DD is of course also very talented but maybe in ways that are less rewarded, she doesn’t love sports or music or art, but loves maths, geography, learning new things, is fascinated by history and enjoys reading. She is also very kind, a friend to all and loves helping her grandparents.
DD is also a bit sensitive as although she is over a year older than her cousin, her cousin is noticeably taller than her so she feels she gets viewed as the “baby”. I think there is also a wound as my son has on occasion said he would prefer his cousin were his sister. I’ve told him off for saying this. I think for DS it’s because he has more in common with his cousin, his cousin is more willing to kick a ball around with him, climb a tree or race him up and down the drive way.

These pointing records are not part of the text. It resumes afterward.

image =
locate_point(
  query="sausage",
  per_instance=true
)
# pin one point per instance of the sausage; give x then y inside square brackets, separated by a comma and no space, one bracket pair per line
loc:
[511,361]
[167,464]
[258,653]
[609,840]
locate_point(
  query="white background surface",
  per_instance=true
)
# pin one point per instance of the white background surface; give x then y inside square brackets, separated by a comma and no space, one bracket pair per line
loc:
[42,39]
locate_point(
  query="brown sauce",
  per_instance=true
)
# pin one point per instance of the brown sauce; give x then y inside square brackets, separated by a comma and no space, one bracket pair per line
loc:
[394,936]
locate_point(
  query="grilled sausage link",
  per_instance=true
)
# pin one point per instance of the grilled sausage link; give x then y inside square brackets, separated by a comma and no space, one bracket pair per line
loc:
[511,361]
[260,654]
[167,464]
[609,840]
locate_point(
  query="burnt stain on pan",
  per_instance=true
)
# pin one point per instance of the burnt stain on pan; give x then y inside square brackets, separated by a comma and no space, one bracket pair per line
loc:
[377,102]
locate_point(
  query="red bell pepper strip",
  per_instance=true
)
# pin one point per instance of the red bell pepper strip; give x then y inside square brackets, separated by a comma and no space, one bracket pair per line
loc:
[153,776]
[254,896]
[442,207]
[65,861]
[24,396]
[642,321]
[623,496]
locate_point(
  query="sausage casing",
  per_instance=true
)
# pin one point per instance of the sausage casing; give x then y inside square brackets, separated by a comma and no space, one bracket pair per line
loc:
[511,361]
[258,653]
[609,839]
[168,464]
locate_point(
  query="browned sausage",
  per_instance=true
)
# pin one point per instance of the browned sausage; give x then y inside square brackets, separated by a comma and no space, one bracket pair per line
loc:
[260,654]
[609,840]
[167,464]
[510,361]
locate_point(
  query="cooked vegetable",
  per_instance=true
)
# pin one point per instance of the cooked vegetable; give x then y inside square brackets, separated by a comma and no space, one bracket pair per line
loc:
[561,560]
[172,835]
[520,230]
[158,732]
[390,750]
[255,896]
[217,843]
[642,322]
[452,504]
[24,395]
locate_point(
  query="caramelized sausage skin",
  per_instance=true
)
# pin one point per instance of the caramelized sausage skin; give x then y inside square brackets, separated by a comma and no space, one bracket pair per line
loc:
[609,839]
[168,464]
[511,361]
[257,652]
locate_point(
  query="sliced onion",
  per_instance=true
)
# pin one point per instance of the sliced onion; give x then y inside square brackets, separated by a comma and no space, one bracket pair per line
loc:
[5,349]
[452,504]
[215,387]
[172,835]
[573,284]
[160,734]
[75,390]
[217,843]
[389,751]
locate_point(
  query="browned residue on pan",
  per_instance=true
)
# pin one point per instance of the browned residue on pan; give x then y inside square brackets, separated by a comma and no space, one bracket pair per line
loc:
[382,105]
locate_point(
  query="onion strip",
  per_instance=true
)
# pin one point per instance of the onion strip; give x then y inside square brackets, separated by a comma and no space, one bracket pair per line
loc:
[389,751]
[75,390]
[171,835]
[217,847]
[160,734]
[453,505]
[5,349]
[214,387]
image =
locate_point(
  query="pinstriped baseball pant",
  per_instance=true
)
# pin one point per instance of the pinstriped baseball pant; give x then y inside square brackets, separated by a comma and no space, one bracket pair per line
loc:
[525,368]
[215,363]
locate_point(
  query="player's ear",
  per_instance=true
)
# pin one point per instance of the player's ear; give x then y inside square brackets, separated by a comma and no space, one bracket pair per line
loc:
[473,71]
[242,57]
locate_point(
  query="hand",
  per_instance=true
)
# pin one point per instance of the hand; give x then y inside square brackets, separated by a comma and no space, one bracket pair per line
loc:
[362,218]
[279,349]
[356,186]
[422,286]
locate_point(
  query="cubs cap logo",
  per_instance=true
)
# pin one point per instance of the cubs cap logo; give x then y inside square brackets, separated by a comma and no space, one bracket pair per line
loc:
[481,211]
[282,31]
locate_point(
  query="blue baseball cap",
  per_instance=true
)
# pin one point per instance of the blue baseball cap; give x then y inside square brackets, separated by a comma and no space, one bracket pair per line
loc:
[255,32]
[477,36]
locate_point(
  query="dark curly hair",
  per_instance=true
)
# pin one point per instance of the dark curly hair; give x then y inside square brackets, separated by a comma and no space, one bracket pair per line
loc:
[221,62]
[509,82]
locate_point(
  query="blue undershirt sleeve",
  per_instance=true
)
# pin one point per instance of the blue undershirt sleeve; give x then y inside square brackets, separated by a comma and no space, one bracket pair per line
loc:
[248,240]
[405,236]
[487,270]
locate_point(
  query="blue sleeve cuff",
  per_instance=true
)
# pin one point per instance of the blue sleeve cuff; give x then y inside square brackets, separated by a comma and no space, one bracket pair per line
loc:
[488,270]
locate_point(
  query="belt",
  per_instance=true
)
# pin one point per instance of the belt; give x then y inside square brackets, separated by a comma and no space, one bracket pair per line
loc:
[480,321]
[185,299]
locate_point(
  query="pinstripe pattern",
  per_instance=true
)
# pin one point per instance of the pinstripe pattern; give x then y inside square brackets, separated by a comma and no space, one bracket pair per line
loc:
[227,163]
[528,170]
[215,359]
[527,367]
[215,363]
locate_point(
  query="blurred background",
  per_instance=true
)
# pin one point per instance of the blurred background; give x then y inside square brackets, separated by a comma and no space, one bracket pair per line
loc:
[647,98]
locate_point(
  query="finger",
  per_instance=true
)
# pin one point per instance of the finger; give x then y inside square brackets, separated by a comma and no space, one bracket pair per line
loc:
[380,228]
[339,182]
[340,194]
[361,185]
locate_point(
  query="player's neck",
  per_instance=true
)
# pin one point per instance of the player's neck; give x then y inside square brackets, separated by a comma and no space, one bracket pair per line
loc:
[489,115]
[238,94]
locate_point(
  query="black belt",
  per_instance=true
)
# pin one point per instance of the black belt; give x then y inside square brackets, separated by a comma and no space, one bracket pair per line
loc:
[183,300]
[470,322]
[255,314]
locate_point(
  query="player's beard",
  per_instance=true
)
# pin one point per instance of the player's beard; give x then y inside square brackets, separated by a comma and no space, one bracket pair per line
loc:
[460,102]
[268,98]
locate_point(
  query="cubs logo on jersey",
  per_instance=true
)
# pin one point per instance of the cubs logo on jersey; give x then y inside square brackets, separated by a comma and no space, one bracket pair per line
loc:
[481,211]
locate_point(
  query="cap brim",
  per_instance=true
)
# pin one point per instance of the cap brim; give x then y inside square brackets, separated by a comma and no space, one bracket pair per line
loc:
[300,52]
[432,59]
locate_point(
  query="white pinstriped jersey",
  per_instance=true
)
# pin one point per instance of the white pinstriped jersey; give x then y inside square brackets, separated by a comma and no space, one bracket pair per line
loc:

He and DD get on perfectly well when it’s just them.
I tried to reassure DD that she has many many qualities, is smart, funny, kind, that her grandparents love her dearly and she would be very very missed if she didn’t go.
AIBU to still send her? She is now old enough where we don’t need the child care per se, she could occupy herself while I work from home but I think it would be so sad for her to miss out and I know DS will want to go.
Any advice on how to deal with this?